Unerfahrene Anleger zeigen sich nach den neuerlichen Turbulenzen der Evotec-Aktie (WKN: 566480) verunsichert. Shortseller versuchen daraus Kapital zu schlagen und den Titel weiter unter Druck zu setzen. Doch die Fakten sind zu stark und versprechen eine baldige, kräftige Gegenbewegung.

Nach dem Kurssturz am vergangenen Mittwoch im Zuge einer revidierten, aber für Profis kaum überraschenden Jahresprognose, notiert das Tec-DAX-Papier bei derzeit nur noch 5,27 €. Dies entspricht einer Marktkapitalisierung von nur noch weniger als 950 Millionen €.

Dramatische Unterbewertung

Was viele Anleger bei der Bewertung des Hamburger Wirkstoffforschers übersehen: Das Unternehmen verfügte bereits zum Ende des Auftaktquartals 2024 über 510 Millionen € an Liquidität in Form von Barmitteln oder Wertpapieren. Das Eigenkapital wurde gar mit mehr als 1,1 Milliarden € bilanziert.

Selbst wenn riesige Abschreibungen und lediglich ein Liquidierungswert auf Cash-Niveau zu unterstellen wären, würden die erwarteten Umsatz- und Gewinnzahlen Evotecs sowie insbesondere die Zukunftsaussichten einen massiven Aufschlag auf den gegenwärtigen Kurs rechtfertigen.

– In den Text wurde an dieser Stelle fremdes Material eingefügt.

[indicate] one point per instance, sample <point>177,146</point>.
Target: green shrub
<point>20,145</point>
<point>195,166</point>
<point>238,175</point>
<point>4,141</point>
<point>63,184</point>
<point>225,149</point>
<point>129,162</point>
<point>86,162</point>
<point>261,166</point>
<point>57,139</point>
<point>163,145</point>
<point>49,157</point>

Profitabel selbst im Übergangsjahr

Neu-CEO Dr. Christian Wojczewski will Evotec wieder zu nachhaltigem, profitablen Wachstum führen. Das erste Halbjahr 2024 sei von Herausforderungen geprägt gewesen, doch bereits ab dem laufenden zweiten Halbjahr soll ein gestärkter Auftragsbestand im Discovery-Bereich die Basis für eine moderate Wachstumsbeschleunigung legen.

Während das bereinigte EBITDA aufgrund hoher Fixkosten und Aufbaukosten für den neuen Standort im französischen Toulouse bei nur noch 15 bis 35 Millionen € und der Umsatz bei circa 800 Millionen € erwartet wird, sollen Restrukturierungsmaßnahmen mittelfristig zu positiven finanziellen Effekten führen.

Wichtig: Evotec erzielt ständig Fortschritte in seinen Pharma-Partnerschaften, die auf Strecke und insbesondere nach den ersten Zulassungen von Medikamenten signifikanten Cashflow für das Unternehmen generieren dürften. Erst gestern meldete Evotec den Erhalt weiterer 25 Millionen US$ an Meilensteinzahlung aus der Kooperation mit dem US-Konzern Bristol-Myers Squibb.

Klare Kaufkurse

Unsere erfolgreichen Trader haben mit der Evotec-Aktie schon etliche Male hervorragend verdient. Auch diesmal setzen wir auf schnelle Tradinggewinne und frische Impulse im Rahmen des kommenden Halbjahresberichts am 14. August.

Wir halten alles Negative für eingepreist; die Basis für eine Kursrallye ist aus unserer Sicht gelegt. Evotec verfügt über ein im Kern hervorragendes Geschäftmodell und langfristig glänzende Perspektiven. Allein die berechtigten Übernahme-Phantasien sollten die Aktie alsbald wieder stark beleben.

Interessenkonflikt: Der Autor hält Aktien der hier besprochenen Unternehmen Evotec in signifikantem Umfang. Somit besteht konkret und eindeutig ein Interessenkonflikt. Der Autor beabsichtigt, die Aktien – je nach Marktsituation auch kurzfristig – zu veräußern und könnte dabei von erhöhter Handelsliquidität profitieren.